BOGOTA, June 23 (Yonhap) -- South Korean President Lee Myung-bak had an emotion-filled meeting with Colombian veterans of the Korean War on Saturday, deeply saluting their life-risking sacrifice to defend the then little-known, faraway nation across the Pacific.
A wave of emotion swept through a Bogota hotel ballroom as tearful veterans spoke of their wartime experiences and how proud they felt to see the war-ravaged nation they shed blood for miraculously rising as one of the world's largest economies.
"The Republic of Korea of today exists because you fought for and staked your lives to defend the far-flung nation in the East that you didn't even know its name well," Lee said during the meeting with surviving veterans and family members of the war dead, referring to South Korea's official name.
"Had it not been for your help, the Republic of Korea could not be defended," he said.

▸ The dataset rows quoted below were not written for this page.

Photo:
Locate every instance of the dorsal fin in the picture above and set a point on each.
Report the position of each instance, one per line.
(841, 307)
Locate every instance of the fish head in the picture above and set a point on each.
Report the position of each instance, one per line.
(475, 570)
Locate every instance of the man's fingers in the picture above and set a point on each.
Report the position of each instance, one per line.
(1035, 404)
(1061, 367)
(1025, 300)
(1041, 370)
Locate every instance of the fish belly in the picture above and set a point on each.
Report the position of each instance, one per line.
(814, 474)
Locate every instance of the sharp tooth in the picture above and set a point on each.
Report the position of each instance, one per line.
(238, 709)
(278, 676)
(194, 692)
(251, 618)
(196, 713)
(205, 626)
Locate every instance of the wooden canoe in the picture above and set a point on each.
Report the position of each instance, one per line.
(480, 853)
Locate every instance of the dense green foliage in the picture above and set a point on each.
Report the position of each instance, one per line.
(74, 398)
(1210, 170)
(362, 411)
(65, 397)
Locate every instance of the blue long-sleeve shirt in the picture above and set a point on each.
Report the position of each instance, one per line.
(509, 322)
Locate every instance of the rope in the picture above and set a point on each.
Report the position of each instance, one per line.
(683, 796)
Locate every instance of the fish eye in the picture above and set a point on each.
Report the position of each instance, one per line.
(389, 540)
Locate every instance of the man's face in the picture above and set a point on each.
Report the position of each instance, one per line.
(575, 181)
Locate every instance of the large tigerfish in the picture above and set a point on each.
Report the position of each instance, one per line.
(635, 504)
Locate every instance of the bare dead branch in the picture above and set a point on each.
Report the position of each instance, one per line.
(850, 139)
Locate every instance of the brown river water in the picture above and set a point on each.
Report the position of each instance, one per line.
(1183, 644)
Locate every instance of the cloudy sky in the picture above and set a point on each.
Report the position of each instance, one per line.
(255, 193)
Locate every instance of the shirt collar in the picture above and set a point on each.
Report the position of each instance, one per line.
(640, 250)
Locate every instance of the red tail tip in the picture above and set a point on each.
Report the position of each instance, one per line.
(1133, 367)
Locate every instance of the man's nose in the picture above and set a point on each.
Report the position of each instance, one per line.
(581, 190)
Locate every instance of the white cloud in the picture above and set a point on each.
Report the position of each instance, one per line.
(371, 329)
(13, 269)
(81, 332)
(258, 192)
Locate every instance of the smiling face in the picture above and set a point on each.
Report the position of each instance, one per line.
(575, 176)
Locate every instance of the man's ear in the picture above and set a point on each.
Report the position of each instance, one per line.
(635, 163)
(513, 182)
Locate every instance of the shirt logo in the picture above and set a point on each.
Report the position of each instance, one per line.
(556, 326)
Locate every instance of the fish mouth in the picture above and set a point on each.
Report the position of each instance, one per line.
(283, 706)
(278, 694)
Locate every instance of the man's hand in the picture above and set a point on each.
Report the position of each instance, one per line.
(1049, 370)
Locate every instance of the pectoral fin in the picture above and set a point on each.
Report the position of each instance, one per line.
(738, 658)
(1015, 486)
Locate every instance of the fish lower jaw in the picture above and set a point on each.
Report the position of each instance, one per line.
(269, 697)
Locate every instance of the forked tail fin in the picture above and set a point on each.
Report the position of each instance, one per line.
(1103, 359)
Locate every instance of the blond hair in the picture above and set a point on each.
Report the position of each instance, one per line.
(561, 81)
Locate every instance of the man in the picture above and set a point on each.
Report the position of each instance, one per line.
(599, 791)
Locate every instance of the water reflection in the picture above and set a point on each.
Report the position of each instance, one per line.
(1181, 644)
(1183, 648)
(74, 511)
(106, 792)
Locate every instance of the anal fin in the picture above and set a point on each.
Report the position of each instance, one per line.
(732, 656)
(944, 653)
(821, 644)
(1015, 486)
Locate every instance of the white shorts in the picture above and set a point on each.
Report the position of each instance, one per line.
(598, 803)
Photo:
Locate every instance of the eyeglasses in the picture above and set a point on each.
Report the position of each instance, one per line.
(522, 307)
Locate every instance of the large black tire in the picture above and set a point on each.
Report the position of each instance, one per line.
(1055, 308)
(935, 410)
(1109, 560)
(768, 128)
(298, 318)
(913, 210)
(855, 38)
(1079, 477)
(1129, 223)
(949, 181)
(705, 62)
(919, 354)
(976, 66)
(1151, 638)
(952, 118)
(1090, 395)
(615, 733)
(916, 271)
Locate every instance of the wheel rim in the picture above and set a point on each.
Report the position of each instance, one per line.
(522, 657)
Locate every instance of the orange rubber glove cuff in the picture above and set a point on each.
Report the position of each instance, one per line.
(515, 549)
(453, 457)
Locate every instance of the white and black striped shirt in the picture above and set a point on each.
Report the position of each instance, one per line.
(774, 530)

Colombia was the only nation from Central and South America to fight alongside South Korea against Chinese-backed North Korean forces. About 5,300 troops were dispatched halfway around the world to help fight the North's invasion, of which 213 were killed and 567 wounded.
A total of 730 veterans are believed to still be alive.
Lee arrived in Bogota earlier Saturday, becoming the first South Korean president ever to visit the wartime ally. Of the nations that sent combat troops to help defend South Korea, Colombia was the only one that had not been visited by a South Korean president, except the city state of Luxembourg.
"In the name of the people of the Republic of Korea, I want to tell you that we are very grateful and thankful," Lee said. "It is too late for a South Korean president to visit Colombia and say thank you, but I think it is still meaningful that I get to see you around the time of the 62nd anniversary of the (June 25) outbreak of the Korean War."
Lee stressed that South Korea is now defending itself on its own with an attitude of "not pardoning" any provocations by North Korea. With powerful defense capabilities, South Korea is capable of defeating the North in case of war, but its greater goal is to "deter and prevent war and safeguard peace on the Korean Peninsula," he said.
"Our objective for now is get peace to prevail on the Korean Peninsula and realize unification," he said.
Colombian forces -- a battalion-size contingent with a 2,000-ton frigate -- are known for two fierce battles. In one of them, known as the "Operacion Nomada," they captured three high grounds held by Chinese troops in what is now North Korea on Oct. 13, 1951.
In the other battle, dubbed the "Old Baldy," the Colombian contingent fought off a surprise attack by Chinese forces near what is now the inter-Korean border on March 23, 1953. Colombia lost 95 soldiers, with 30 others listed as missing and 97 wounded, while 369 Chinese troops were killed.
Alberto Ruiz Novoa, a 95-year-old veteran, who later served as Colombia's defense minister, said he participated in the Korean War at age 36 and fought in the "Old Baldy" battle, and that he felt his sacrifice has paid off as he watched South Korea's economic rise.
"I am very much proud and satisfied that the valor and sacrifices of Colombian soldiers helped made South Korea what it is today," he said.
Another veteran, 77, known only by his surname, Gomez, said he was only 16 when he was dispatched. Gomez said he never regrets his decision to participate in the war, but tears fell down his face as he spoke of his battlefield experiences.
"This is a very sad and hard memory, but this is not a bad memory," he said.
Gomez said he left South Korea with a sense that the future of the war-torn nation suffering from extreme poverty was uncertain and would be very difficult to rebuild, but watching today's South Korea makes him feel as if he is seeing a miracle.
Earlier in the day, Lee visited a Korean War memorial and paid tribute.
Flanked by Colombia's defense minister, the solemn-faced Lee marked a moment of silence then offered a wreath at a Korean War memorial in Bogota as a military brass band played somber music. As the national anthems of the two countries were played, Lee stared at the bronze plate where the names of the war dead are inscribed.
Lee then shook hands with each of the bereaved family members and surviving veterans who attended the ceremony and accepted their requests to have pictures taken with him. Lee wrote a message in the guest book that read, "We will remember you forever and will never forget you. All of us are grateful."
Another focus of Lee's three-day trip to Colombia is a free trade agreement.
South Korea and Colombia are in the final stages of free trade talks and Lee's trip is expected to provide the negotiations with important momentum, officials have said. That raised speculation the trade talks could be concluded during Lee's trip.
The trade talks are expected to be a key topic for Lee's summit talks Monday with Colombian President Juan Manuel Santos, along with deepening all-round cooperation, especially in areas such as trade and investment, infrastructure construction and resources development, science and technology.
This year marks the 50th anniversary of diplomatic relations between the two countries.